Мартин играет в футбол. Тренируется под окнами дома Астрид Линдгрен в Васа-парке – в этом квартале жил Карлсон. Шведам, впрочем, до Карлсона как торговке с нижегородского рынка – до модели Водяновой. Чужой человек. Мартину мой восторг: «Васа-парк? Где Карлсон!» – совсем непонятен.
Два часа сна под вопли неутомимых скандинавских детей сквозь беруши. Ну почему дети у них всегда орут? Читали б лучше «Карлсона», в самом деле.
Заполняем миграционные формы, заботливо разложенные стюардессой на столике: анкеты на русском языке. Чтобы иностранцам было понятнее. Не учить же английский шереметьевским пограничницам – делать им больше нечего, что ли. Краснею и перевожу.
Паспорт Барда испещрен русскими визами.
– Почему ты себе не сделаешь многократную? – любопытствую.
– Я мог бы сделать, чтобы не отдавать паспорт на визу каждый раз. Но ваше посольство в таком случае попросит у меня справку о ВИЧ-статусе, а я, извини, конечно, считаю, что мой ВИЧ-статус к русским властям не имеет ни малейшего отношения.
Когда Бард мягко улыбается, выглядит он особенно решительно.
С корабля на бал – у нас прием в посольстве.
Окруженный садом, совершенно загородный, скромный особняк на Россолимо, спрятанный за высоким забором, – заблудился во времени.

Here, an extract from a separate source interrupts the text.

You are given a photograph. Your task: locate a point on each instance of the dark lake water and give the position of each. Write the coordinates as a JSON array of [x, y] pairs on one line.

Радушная советник по культуре Лена шутит:
– В Москве забыли, что этот дом здесь стоит, – иначе нас бы давно отсюда выселили и построили бизнес-центр с подземной парковкой.
Дюжина посольских работников и две дюжины московских культурных деятелей выстроились в очередь за тефтелями и лососем. На BWO – ноль внимания. Перебазируемся в кресла-качалки на террасе и дремлем под июньским солнцем: день начался давно и далеко. Через четверть часа Александра и Мартина наконец будят просьбой об автографе: дочь советника по политике, белокурое чудо лет семи, видела BWO в детской программе по первому каналу шведского телевидения. Я тоже видел ту программу – ее ведет муж главного в стране гей-комика, а сексапильные поп-певицы в перерывах между номерами загадывают детям загадки. Не «Слово пастыря», в общем.
Спасибо, девочка. Без автографов было бы совсем неловко уезжать в отель.
Зачем Барду компьютер, я понял утром.
В 9.59 он прислал мне письмо: «Спасибо за вчера. Было очень душевно».
В 10.30 он прислал мне еще одно письмо: «Мы хотели бы передвинуть саундчек с 15.00 на 15.30. Надеюсь, это не вызовет неудобств».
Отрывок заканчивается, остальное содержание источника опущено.